Sunday, September 7, 2008

How We Fall

Today I saw a disabled man fall from his wheelchair while getting of a bus...and all I could muster was to say "Oh, shit!"

It happened so fast, as he was slowly going out of the bus. The wheelchair moved too soon, too quick, and he tumbled out of his seat. And then it struck me at the very core of my being. To see that man helplessly on the ground not moving, it just made me feel completely sorrowful.

I could tell that the man was angry. But i have a feeling that he was not angry because he fell, but because he was unable to get up. I was surprised myself, that I found it hard to bear watching him being put back onto his chair and thank the people who helped him up.
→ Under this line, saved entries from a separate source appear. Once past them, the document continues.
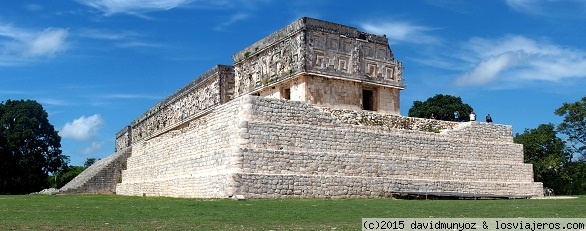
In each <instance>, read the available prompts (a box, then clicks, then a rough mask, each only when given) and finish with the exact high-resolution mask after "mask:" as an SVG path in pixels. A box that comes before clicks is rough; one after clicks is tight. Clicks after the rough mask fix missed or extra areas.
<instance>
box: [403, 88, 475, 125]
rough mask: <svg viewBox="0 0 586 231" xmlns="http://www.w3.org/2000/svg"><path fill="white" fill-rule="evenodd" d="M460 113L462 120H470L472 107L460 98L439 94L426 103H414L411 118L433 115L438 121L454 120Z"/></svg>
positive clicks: (437, 94) (428, 98)
mask: <svg viewBox="0 0 586 231" xmlns="http://www.w3.org/2000/svg"><path fill="white" fill-rule="evenodd" d="M455 111H458V112H459V113H460V120H463V121H465V120H469V119H470V117H469V114H470V113H471V112H472V111H473V109H472V107H471V106H470V105H468V104H465V103H463V102H462V99H461V98H460V97H456V96H451V95H442V94H437V95H435V96H433V97H430V98H428V99H427V100H426V101H425V102H421V101H417V100H416V101H413V106H412V107H411V108H410V109H409V113H408V116H409V117H418V118H430V116H431V115H432V114H434V115H435V118H436V119H440V120H454V112H455Z"/></svg>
To fall to your knees and hoped people stopped staring. And you curse yourself perpetually for not being able to do anything.

I saw both his elbows bleed incessantly. And yet his face showed no signs of physical pain. Maybe it hurt more on the inside. The man faced away from the bus, but I could see him sitting on his wheelchair with his legs shaking. The mere sight of it broke my heart. And yet there I was, sitting in my seat.

I now ask myself, why did I not move to his aid? I can tell you now that the reason being I was seated quite far from the bus entrance and did not want to crowd the scene. But is it really?

13 comments:

Anonymous said...

..or was it because it reminded you of someone close at heart?

Anonymous said...

You know what, that might be just it. I'm pretty sensitive when it comes to these things.

Alia said...

Huh, wait what why who?? Care to elaborate further?

Btw, I would've been pretty shaken too actually. So I don't think you need anything personal to take these things personally. It's just human compassion kicking in I reckon :)

Sir Ashcroft said...

Who? I just met him on the bus. He came on the bus on Adelaide St. Pretty much what happened is already explained in the entry.

I don't know, it just seemed to me that it affected me to such a great extent. It surprised me is all.

Sop said...

you get that a lot in the hospital. all it takes from you is a little effort and his thanks will fuel you for the day.

Sir Ashcroft said...

A sincere thanks is the greatest thing. I suppose that's the upside of being a doc.

Anonymous said...

...and that's why Amir is not doing medicine. He'd be so overwhelmed by the sorrow and sickness around him....I guess.

Sir Ashcroft said...

Nah...I'm hopeless when it comes to memorizing. Medicine has a fair bit of memorizing, has it not?

Anonymous said...

i would say ur brain power and memorizing capacities far outbeats mine.

Thus, I agree with anonymous.

Anonymous said...

i would say ur brain power and memorizing capacities far outbeats mine.

Thus, I agree with anonymous.

Anonymous said...

i would say ur brain power and memorizing capacities far outbeats mine.

Thus, I agree with anonymous.

Anonymous said...

oppsss.. thats wat u get for being impatient.

Sir Ashcroft said...

But I'm not into medicine, regardless of anything else (which, by the way isn't true when you say I'm better at memorizing n stuff. Really, I'm that bad). I suppose if you're really into something, things will just work out on their own.